Complexity is the enemy of development for entrepreneurs since it wastes workers' time and increases the number of mistakes when they are forced to spend their days doing low-value manual operations such as data gathering and input. Typically, it is best to add new systems and applications as required, spending as little as possible to save money and time. But this strategy, which disregards future requirements, might result in incompatible applications, increasing running and customer acquisition expenses.
Typically, the outcome is a collection of fragmented systems with fragile integrations that need care with every update or change. Establishing systems that give a centralized information perspective is crucial to combat this. This eliminates the need for manual workarounds.
Frost & Sullivan found that 67% of organizations deemed their core software crucial to their success.

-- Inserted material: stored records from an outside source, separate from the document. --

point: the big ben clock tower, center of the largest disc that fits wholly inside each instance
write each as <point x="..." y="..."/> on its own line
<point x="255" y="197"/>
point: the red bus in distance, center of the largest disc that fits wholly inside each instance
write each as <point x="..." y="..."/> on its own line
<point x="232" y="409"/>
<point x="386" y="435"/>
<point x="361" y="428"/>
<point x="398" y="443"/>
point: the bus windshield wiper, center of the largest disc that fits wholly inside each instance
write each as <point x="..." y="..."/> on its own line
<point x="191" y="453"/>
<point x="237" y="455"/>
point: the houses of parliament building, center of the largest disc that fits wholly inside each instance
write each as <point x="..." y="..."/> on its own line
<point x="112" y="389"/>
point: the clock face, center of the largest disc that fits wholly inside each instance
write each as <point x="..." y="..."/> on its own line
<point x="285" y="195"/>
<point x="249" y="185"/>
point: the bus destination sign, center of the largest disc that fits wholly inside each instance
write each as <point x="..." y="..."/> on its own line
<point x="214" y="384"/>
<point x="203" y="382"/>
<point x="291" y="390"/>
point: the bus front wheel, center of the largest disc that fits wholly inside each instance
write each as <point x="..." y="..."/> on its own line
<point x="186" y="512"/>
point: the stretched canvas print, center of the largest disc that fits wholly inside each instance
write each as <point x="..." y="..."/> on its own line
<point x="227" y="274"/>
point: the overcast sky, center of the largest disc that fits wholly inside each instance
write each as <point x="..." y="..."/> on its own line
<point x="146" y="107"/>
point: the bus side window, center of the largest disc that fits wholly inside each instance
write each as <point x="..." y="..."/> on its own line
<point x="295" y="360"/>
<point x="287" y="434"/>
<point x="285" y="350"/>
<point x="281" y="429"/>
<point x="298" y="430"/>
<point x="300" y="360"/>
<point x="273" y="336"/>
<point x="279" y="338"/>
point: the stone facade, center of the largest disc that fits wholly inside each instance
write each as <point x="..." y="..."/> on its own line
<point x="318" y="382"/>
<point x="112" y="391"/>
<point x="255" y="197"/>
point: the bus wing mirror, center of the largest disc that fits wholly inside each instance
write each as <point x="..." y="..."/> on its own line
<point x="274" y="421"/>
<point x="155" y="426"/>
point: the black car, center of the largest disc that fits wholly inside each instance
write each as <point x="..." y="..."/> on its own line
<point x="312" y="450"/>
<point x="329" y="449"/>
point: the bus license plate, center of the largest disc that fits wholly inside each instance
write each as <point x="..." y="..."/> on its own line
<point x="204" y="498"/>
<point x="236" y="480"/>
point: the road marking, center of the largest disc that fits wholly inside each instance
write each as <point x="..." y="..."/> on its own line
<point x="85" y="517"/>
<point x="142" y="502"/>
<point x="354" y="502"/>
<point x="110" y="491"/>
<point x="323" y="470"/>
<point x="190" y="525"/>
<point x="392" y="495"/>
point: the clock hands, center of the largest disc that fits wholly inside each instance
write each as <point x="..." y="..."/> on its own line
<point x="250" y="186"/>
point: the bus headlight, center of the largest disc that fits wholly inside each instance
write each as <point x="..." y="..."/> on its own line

DocDoc uses ERP for financial automation
An enterprise resource planning, or ERP, system is a centralized database that covers all the major corporate processes, including finance, supply chain, inventory, sales, and marketing.
Singapore-based entrepreneur DocDoc is the first startup in the world to link people with physicians, clinics, and hospitals. As the company entered its next phase of growth and expanded into eight Asian-Pacific countries, its founder, Cole Sirucek, needed to improve operations to reduce financial complexity and manage risk, thereby reducing the time and stress associated with audits. To accomplish this, he utilizes a cloud-based ERP system with the capability to meet specific regional requirements, which aids in audit preparation and encourages external investment.
The company largely selected NetSuite to simplify its annual audit, freeing management's time to focus on expanding the business rather than being distracted by manual reporting.
"It is a brilliant concept to implement a system early on, especially in the financial sector. Our audit costs decreased from over $30,000 to around $2,000. Everything is so well-organized that the auditor could not possibly spend any more time if they tried." Cole\sSirucek.